When traveling, delays happen. Things take time. Whether it's a train being hours late to pull into a station while only a mere mile or two away or sitting in a Thai bus station without a ticket, nervously sipping coffee hoping that the connecting bus, whenever it shows up, will let you on despite the driver of the first bus having the ticket, there are times one has to take deep breaths, relax, and maybe open a book.

Bigger delays happen too. Waiting for friends to start their own travels. Waiting for the weather to get warmer before changing countries. Waiting for Bitcoin to climb back up to a price where you don't mind selling a little. Waiting for one of your strategically bought CDs to mature so you have a bit more liquidity. Waiting to physically and mentally recover from spending so little time in so many cities.

I'm constantly fighting (and often failing) to be more patient. In small things, it's picking up the phone and texting friends or listening to podcasts. In big things it's feeling like nothing's ever going to come together in my favor and I must go, do, and GET OUT NOW. In the latter case, thankfully, I generally look out for my future self and trust my past self, so if it's a day, week, month, or five years (my past plan to buy a house), I just need to remember to trust myself. In small things, however, I'm less successful.

To focus on the small: well, my phone's a problem. Podcasts are probably my biggest problem at the moment as they tie my brain up in distraction. If my goal is to publish some fiction, well, I need to write some fiction. To that end, I should institute some new rule. Perhaps no podcast if there's a possibility of me writing in the next two hours? More? No podcasts before I've written my page for the day? What about texts? What about the infinite scrolling of social media? What about any of the stupid things I do to distract myself from being patient?

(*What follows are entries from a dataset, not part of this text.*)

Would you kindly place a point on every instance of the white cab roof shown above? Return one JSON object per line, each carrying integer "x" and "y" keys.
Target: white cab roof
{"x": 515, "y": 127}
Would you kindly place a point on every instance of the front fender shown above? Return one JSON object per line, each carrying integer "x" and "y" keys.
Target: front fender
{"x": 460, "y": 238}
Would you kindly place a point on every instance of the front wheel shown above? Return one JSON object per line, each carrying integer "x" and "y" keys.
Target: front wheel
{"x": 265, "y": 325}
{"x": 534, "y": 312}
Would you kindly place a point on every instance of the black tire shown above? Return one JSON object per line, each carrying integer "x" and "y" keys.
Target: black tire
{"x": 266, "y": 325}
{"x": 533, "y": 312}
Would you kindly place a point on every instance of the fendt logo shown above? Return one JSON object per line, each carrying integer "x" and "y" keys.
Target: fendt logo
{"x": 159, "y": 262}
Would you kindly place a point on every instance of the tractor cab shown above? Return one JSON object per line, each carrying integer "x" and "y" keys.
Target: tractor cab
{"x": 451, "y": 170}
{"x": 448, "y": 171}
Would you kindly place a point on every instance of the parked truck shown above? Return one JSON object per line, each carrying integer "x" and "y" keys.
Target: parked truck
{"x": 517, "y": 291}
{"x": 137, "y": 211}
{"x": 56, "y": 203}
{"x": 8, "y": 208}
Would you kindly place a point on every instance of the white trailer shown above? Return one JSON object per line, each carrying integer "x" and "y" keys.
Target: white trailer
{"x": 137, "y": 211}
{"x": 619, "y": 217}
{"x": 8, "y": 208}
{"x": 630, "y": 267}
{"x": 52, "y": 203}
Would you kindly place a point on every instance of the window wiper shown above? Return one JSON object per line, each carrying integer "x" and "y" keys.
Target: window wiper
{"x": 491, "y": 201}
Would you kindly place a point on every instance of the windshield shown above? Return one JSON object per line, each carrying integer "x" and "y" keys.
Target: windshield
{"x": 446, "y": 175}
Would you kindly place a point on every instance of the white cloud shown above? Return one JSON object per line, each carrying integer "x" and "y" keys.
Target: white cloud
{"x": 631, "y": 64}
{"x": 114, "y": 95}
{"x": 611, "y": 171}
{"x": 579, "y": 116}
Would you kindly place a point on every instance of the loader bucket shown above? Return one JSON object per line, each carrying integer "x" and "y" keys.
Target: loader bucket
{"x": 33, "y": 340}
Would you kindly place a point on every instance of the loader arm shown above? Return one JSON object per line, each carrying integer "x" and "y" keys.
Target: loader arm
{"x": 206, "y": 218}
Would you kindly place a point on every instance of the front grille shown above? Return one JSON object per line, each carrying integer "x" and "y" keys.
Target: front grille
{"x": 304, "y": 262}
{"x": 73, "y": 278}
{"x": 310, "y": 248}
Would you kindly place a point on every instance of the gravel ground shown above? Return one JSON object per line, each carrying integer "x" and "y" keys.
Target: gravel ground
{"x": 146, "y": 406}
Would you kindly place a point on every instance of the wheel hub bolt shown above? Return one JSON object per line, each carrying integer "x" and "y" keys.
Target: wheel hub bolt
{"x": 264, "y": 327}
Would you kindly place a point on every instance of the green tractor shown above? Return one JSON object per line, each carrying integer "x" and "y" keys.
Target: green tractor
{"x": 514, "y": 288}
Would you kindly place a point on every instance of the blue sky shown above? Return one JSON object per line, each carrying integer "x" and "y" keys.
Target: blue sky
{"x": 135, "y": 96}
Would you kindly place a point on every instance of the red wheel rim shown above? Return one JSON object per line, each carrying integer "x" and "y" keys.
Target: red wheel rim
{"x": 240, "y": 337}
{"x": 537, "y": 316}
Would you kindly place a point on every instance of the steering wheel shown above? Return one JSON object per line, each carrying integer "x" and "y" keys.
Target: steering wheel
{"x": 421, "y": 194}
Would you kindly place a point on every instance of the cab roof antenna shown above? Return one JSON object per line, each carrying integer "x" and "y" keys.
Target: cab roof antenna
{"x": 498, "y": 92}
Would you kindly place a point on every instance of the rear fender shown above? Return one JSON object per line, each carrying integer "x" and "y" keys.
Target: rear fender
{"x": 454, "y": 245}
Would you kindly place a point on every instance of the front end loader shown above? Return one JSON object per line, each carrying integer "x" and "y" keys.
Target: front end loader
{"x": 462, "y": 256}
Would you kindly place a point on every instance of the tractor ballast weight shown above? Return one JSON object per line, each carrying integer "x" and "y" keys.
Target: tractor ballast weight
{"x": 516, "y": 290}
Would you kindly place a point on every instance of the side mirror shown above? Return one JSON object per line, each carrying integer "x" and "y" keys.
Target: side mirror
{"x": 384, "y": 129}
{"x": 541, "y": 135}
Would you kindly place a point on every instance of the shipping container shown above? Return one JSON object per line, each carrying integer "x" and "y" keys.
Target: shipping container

What is a reasonable strategy to be more patient? To suck in more of the world (and, indeed, spit some of it back out on paper)? If I'm to look out for my future self, what rule should I follow?

How about this: music when my hands aren't free, writing when they are. After I've finished a page - even if it takes all day - I can have my treat and listen to a podcast or check reddit or answer a text. I think that's fair. I'll give it a go tomorrow (May 30, 2019) and see if it helps.